With 45 cash-in-transit robberies reported in South African in just the first two months of 2020 by Banking Risk Information Centre, the security staff delivering money are understandably reluctant to leave the safety of their armoured vehicles for any reason — even to urinate. Instead, the drivers open the engine bay and relieve themselves onto the hot metal.

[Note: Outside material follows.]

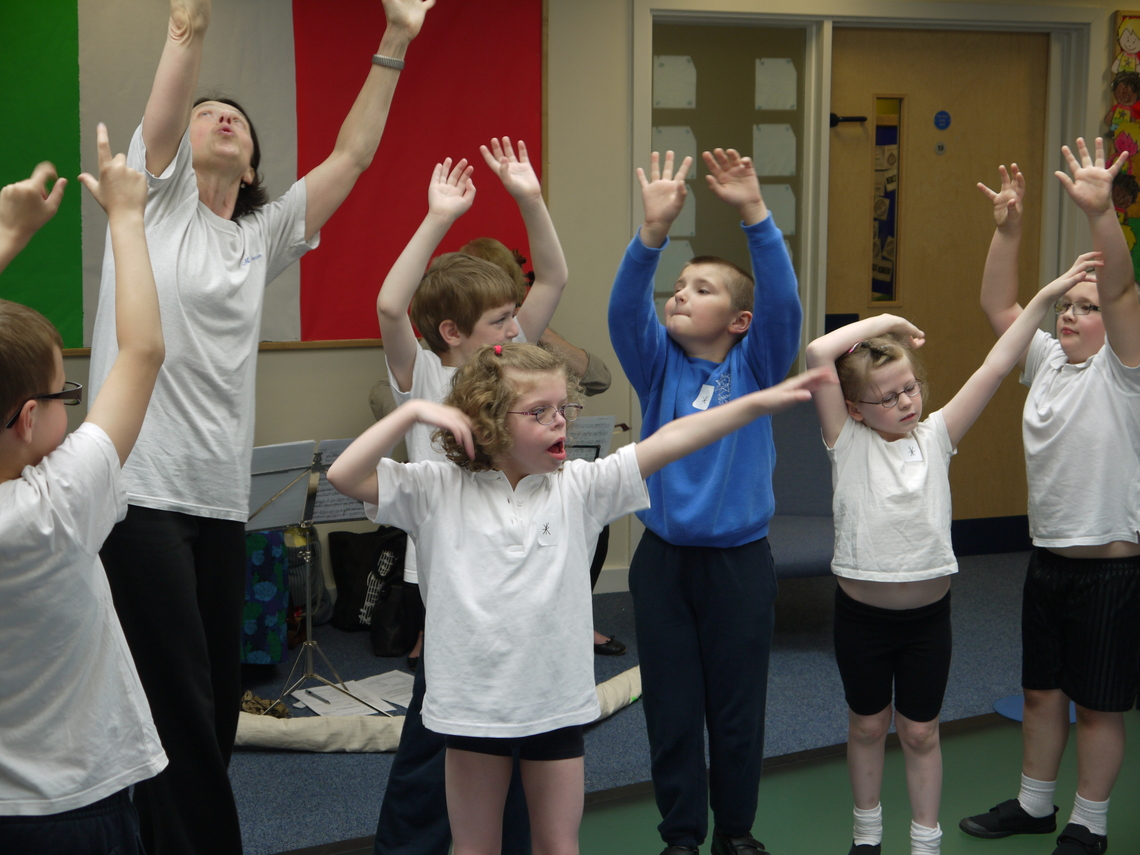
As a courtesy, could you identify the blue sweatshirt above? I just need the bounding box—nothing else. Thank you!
[610,215,803,547]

The resulting stench is so bad that when the vans arrive for a scheduled service, they have to go for a hose-down before the mechanics can start to service the truck.

“Smells like Nando’s”

At the 24-hr Surgomanzi Truck Wash near the new Maydon Wharf Bulk terminal in the Durban Harbour, the staff wielding the hoses report a much better smell from the rear of tipper driver Baster Muchenje’s truck.

Baster Muchenje
Baster Muchenje ties two guineafowl to his exhaust stack at the Vrede Truck stop in preparation for a long, slow cook on the way to Durban Harbour.

Muchenje is infamous for never leaving any fresh roadkill behind and has become a bit of master chef in cooking Guinea fowl spatshcock-style on his exhaust stack.

He told Dealerfloor the birds peck maize seeds that fall off tipper trucks’ along their delivery routes and in their greed to gobble down as much seed as possible, they often wait until it’s too late to fly away, instead flapping straight into his bullbar.

These birds are soon plucked and wired to the exhaust. Muchenje said it takes about five hours of steady heat from the exhaust to slow-grill the birds to tender perfection. He likes to eat his cooked birds with birdseye chilli seeds, which is why the back of his horse often smells like a Nando’s.